In 2019, ECAJ called on the government to offer more protections to faith-based hospitals, aged care facilities and housing providers, to allow organisations to continue to preference people of their own faith in service delivery. ECAJ co-CEO Peter Wertheim explained one of the relevant issues as follows:

“Another issue for faith-based hospitals, aged care facilities and accommodation providers is that many of them currently have constitutions which restrict their membership and that of their governing boards and committees wholly or mainly to people of their own faith.
 
This is especially important for numerically small faith communities like ours — and also, for example, the Greek Orthodox community. If these charitable Jewish service-providers would now be prohibited from restricting their membership and that of their governing boards and committees to Jewish people, they may eventually find themselves with a non-Jewish majority of members or governors who would be free to vote to abandon the organisation’s Jewish ethos and religious practices.

The new Bill expressly allows faith-based clubs to restrict their membership to people of their own faith but, oddly, there is no equivalent allowance for faith-based hospitals, aged care facilities and accommodation providers.” ('The Religious Discrimination Bill does not do enough to protect Australia’s Jewish community’, ABC Religion & Ethics, 16 January 2020.)

Anti-Semitism 
One of the roles of ECAJ is to monitor antisemitic instances in Australia. This includes the unprecedented 60% jump in incidents for 2018 on the back of an increase in 2017. This was seen mostly due to a sharp increase in white supremacist activity. Another significant rise was recorded in 2019.

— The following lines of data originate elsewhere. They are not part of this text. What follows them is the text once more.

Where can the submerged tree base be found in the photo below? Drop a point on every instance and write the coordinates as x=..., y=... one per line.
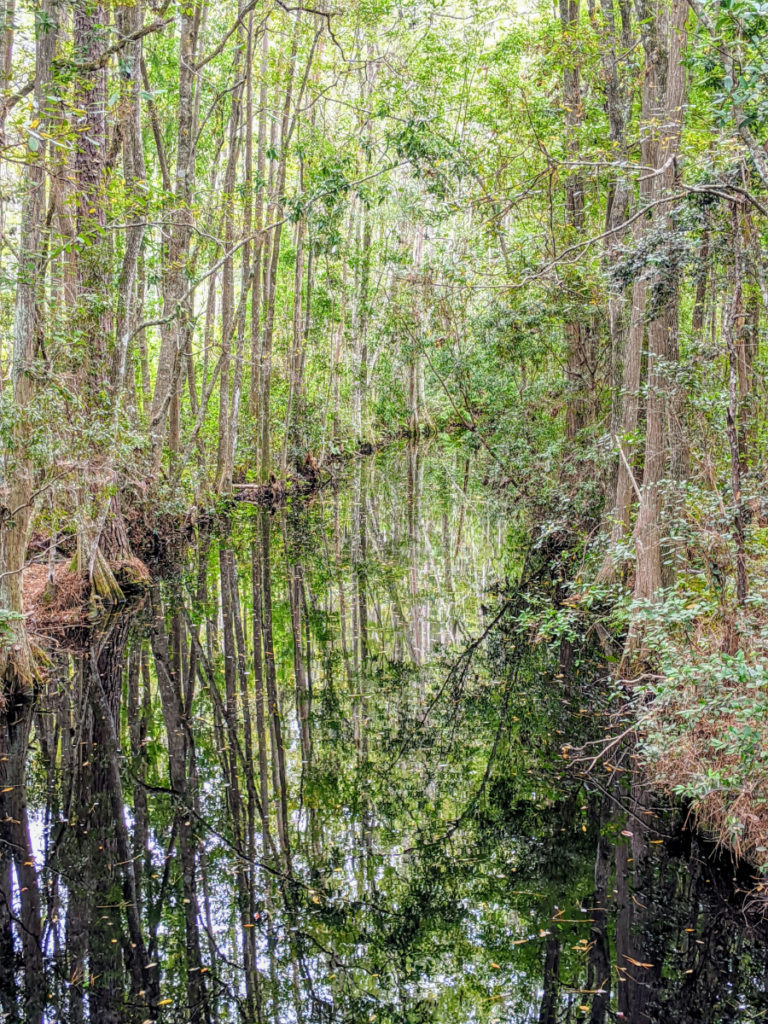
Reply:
x=69, y=599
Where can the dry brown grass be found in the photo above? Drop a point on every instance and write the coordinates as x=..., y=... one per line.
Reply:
x=57, y=605
x=729, y=799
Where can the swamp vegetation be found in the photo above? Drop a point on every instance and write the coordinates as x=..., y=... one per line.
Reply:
x=383, y=517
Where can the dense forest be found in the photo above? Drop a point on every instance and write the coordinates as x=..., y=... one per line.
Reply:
x=249, y=248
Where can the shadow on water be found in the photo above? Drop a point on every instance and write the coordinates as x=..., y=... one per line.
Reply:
x=312, y=779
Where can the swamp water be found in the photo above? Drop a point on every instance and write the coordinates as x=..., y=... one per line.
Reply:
x=366, y=815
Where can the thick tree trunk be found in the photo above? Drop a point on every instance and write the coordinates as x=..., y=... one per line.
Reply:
x=15, y=516
x=664, y=41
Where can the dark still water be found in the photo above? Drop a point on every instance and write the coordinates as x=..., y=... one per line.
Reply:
x=311, y=778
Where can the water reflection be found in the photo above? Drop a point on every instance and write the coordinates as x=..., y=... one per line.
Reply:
x=292, y=785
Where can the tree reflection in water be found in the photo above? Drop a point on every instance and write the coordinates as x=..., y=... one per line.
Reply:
x=289, y=786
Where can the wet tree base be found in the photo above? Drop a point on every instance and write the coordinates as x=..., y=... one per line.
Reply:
x=59, y=598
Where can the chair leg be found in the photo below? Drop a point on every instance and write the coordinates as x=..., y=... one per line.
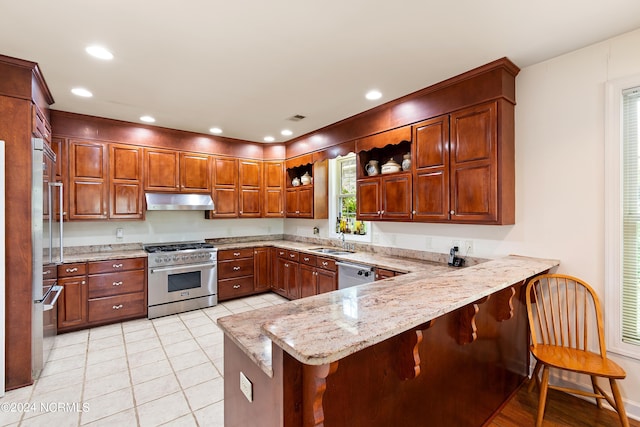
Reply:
x=534, y=377
x=619, y=404
x=544, y=384
x=595, y=391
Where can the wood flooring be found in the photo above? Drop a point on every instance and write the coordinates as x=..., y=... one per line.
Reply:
x=562, y=410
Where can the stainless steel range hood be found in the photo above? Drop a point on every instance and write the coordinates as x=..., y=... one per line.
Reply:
x=178, y=202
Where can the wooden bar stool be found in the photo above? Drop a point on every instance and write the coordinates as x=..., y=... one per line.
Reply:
x=561, y=309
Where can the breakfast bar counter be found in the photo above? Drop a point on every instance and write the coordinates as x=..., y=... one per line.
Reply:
x=437, y=346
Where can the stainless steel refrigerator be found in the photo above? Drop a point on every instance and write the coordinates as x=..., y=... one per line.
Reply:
x=47, y=227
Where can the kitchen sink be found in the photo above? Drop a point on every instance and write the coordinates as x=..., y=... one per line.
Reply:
x=331, y=251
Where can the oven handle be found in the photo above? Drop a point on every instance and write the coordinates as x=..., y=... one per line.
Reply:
x=181, y=267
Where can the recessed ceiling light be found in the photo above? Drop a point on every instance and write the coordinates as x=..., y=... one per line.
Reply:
x=372, y=95
x=80, y=91
x=99, y=52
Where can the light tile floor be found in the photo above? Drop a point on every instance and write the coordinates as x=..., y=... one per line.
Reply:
x=165, y=371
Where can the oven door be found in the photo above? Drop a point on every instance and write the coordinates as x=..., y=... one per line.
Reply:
x=182, y=282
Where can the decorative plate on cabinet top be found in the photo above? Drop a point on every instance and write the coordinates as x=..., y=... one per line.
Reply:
x=390, y=167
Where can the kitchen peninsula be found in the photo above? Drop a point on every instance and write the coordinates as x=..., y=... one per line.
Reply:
x=432, y=347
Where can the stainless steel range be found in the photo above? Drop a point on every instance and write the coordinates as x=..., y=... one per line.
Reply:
x=182, y=277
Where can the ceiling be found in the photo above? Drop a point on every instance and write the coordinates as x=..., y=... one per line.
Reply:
x=246, y=66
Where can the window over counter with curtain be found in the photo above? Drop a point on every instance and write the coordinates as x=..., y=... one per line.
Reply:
x=622, y=204
x=344, y=178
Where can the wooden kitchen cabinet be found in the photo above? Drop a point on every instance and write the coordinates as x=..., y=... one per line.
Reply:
x=72, y=303
x=384, y=197
x=308, y=200
x=195, y=173
x=117, y=290
x=262, y=269
x=225, y=188
x=126, y=194
x=161, y=170
x=88, y=180
x=235, y=273
x=273, y=189
x=250, y=180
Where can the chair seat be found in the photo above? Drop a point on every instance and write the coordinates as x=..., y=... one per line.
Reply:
x=580, y=361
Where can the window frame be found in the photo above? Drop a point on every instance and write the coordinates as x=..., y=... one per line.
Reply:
x=613, y=216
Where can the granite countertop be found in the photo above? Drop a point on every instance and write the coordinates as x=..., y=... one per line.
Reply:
x=328, y=327
x=403, y=265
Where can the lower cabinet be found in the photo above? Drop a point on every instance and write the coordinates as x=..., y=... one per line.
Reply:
x=101, y=292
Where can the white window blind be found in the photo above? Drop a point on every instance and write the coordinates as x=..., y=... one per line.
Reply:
x=630, y=297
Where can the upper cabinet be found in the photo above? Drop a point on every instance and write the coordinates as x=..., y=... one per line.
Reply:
x=463, y=168
x=175, y=171
x=306, y=188
x=250, y=179
x=273, y=206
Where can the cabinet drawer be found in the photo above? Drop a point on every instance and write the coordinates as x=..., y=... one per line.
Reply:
x=293, y=256
x=308, y=259
x=102, y=285
x=235, y=254
x=114, y=265
x=68, y=270
x=327, y=264
x=235, y=268
x=231, y=288
x=117, y=307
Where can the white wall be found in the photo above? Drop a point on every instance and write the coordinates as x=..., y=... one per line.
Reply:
x=559, y=176
x=166, y=226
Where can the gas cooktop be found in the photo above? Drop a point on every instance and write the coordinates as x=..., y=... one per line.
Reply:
x=173, y=247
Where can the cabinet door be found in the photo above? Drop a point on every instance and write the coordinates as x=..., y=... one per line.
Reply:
x=368, y=191
x=125, y=182
x=88, y=191
x=431, y=170
x=473, y=159
x=327, y=281
x=292, y=203
x=273, y=190
x=72, y=304
x=308, y=281
x=396, y=196
x=305, y=201
x=195, y=173
x=162, y=170
x=291, y=279
x=261, y=269
x=225, y=193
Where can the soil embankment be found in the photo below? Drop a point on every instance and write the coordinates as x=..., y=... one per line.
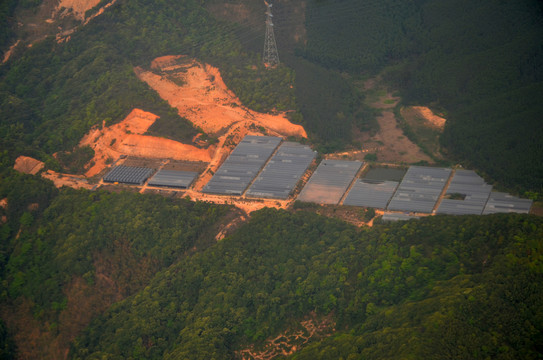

They also strongly objected to the extremist politicians, Pauline Hanson and Malcolm Roberts coming to speak in the Jewish suburbs of Melbourne. They were invited by a Jewish extremist Avi Yemini, and many white nationalists were expected at the event, before it was cancelled. ECAJ in their statement with the Jewish Community Council of Victoria said that while they "generally support the right of people to express their opinions", they objected to this event going ahead.

Israel advocacy 
ECAJ, considers itself a peak body for Australian Jewry, but regularly conducts advocacy on behalf of Israel. This is in accordance with the ECAJ’s Constitution, whose objects include “To support and strengthen the connection of Australian Jewry with the State of Israel.”  Further, according to the authoritative Gen 17 study of the Australian Jewish community in 2017, 88% of Australian Jews feel a sense of responsibility to ensure that the State of Israel continues to exist in peace and security (p.64). 

One significant area of pro-Israel advocacy is in their opposition to the Boycott, Divestment, and Sanctions (BDS) campaign against Israel. ECAJ has rejected the BDS movement as anti-Semitic, although they did not join the legal proceedings against a Sydney professor brought by the group Shurat HaDin.

ECAJ submitted a complaint to Special Broadcasting Service (SBS) over their screening the TV series The Promise in November and December 2011. This complaint pointed to many examples of the negative stereotyping of the Jewish people throughout the series, in particular through the portrayals of the Jewish characters. This was later supported by the Chairman of the New South Wales Community Relations Commission, Stepan Kerkyasharian. His submission argued that the program was guilty of "the portrayal of an entire nation in a negative light" and noted "concern that the series negatively portrays the WHOLE of the Jewish People. Such a portrayal cannot be justified in ANY context."

In 2019 ECAJ also released a rebuttal against the Israeli journalist and political candidate, Orly Noy who claimed anti-Sephardi racism and Apartheid was deeply rooted in Israeli society.